Publication
Towards Personalized Cancer Immunotherapy: A Deep Learning Approach for Tumor-Specific T Cell Receptor Discovery
Sara Farmahini Farahani
Mastersthesis, University of Saarland, 2/2026.
Abstract
Personalized cancer immunotherapy aims to harness a patient’s own immune system to selectively eliminate tumor cells. Central to this strategy is the ability of T cells to recognize tumor-specific mutations, known as neoantigens, through their T cell receptors (TCRs). Accurately identifying which TCRs can recognize which neoantigens remains a fundamental challenge in computational immunology and a critical bottleneck in individualized therapy design.
Recent deep learning approaches have demonstrated promising performance in predicting TCR–peptide interactions. However, extensive benchmarking has revealed a persistent generalization gap: models often perform well on peptides encountered during training but fail to generalize to previously unseen peptides. This limitation is particularly problematic in the neoantigen setting, where each patient presents a largely unique mutational landscape. In addition, conventional training strategies frequently rely on random negative sampling, which can introduce bias and obscure true immunological specificity.
In this thesis, we address these limitations through a systematic investigation of dataset construction, model architecture, and evaluation strategy. We introduce a novel controlled negative sampling framework based on peptide similarity clustering, designed to reduce label noise and improve generalization. Our backbone model, a Transformer architecture utilizing AAIndex-based encoding, demonstrates that dataset design exerts a substantial influence on model robustness. Under strict 'hard-split' evaluation protocols (completely unseen peptides), our framework outperforms established state-of-the-art models, improving AUROC by 11% compared to NetTCR-2.0 and 10% compared to ERGO-II.

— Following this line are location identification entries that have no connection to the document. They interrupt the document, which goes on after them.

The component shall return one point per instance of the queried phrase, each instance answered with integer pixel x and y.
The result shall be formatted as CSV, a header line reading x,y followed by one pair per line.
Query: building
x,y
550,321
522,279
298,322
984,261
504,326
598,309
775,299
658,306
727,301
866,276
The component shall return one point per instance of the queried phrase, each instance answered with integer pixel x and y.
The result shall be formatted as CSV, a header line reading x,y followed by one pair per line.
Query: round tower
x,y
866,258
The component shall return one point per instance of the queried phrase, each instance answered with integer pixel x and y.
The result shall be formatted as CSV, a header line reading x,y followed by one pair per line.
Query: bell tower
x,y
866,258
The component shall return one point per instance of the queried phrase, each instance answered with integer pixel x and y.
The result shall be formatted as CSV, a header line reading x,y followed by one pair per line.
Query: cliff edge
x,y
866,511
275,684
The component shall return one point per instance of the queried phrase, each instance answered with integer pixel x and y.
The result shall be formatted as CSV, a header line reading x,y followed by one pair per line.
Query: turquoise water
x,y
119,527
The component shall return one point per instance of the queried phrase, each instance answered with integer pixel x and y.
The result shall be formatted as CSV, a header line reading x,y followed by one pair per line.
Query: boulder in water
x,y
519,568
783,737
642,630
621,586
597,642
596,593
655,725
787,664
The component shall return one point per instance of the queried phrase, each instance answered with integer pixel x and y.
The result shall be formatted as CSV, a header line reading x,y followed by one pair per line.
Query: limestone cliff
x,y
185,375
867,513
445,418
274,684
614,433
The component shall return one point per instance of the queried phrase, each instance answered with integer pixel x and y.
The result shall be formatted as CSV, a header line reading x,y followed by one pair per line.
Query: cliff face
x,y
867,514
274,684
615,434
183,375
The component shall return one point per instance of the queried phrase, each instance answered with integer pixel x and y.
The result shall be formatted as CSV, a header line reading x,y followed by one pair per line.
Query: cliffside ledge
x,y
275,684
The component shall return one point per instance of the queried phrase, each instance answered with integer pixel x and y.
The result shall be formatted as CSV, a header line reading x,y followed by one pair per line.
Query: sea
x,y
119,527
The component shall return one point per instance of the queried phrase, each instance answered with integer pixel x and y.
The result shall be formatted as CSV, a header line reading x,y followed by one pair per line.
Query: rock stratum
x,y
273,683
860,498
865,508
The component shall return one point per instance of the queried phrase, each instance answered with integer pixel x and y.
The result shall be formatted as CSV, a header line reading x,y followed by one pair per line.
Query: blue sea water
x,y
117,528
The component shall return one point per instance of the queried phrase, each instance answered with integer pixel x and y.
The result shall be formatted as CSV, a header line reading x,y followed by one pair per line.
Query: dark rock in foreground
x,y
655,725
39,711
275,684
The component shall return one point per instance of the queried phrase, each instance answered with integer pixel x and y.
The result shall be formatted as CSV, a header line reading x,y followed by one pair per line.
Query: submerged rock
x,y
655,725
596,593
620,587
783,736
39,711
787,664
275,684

Building on this backbone, we develop a neoantigen-specific adaptation strategy based on transfer learning. By explicitly contrasting neoantigens with their corresponding wild-type peptides and incorporating mutation-aware physicochemical features, the model is specialized for fine-grained discrimination between tumor-specific mutations and self-antigens.
Finally, the framework is applied to a clinically motivated case study in non-small cell lung cancer (NSCLC), integrating somatic mutation data with MHC binding prediction to prioritize candidate TCR sequences for tumor-associated neoantigens. While the resulting predictions remain model-dependent and do not substitute for structural or functional validation, this work establishes a rigorous and transparent computational framework for improving generalization and robustness in TCR–neoantigen prediction tasks.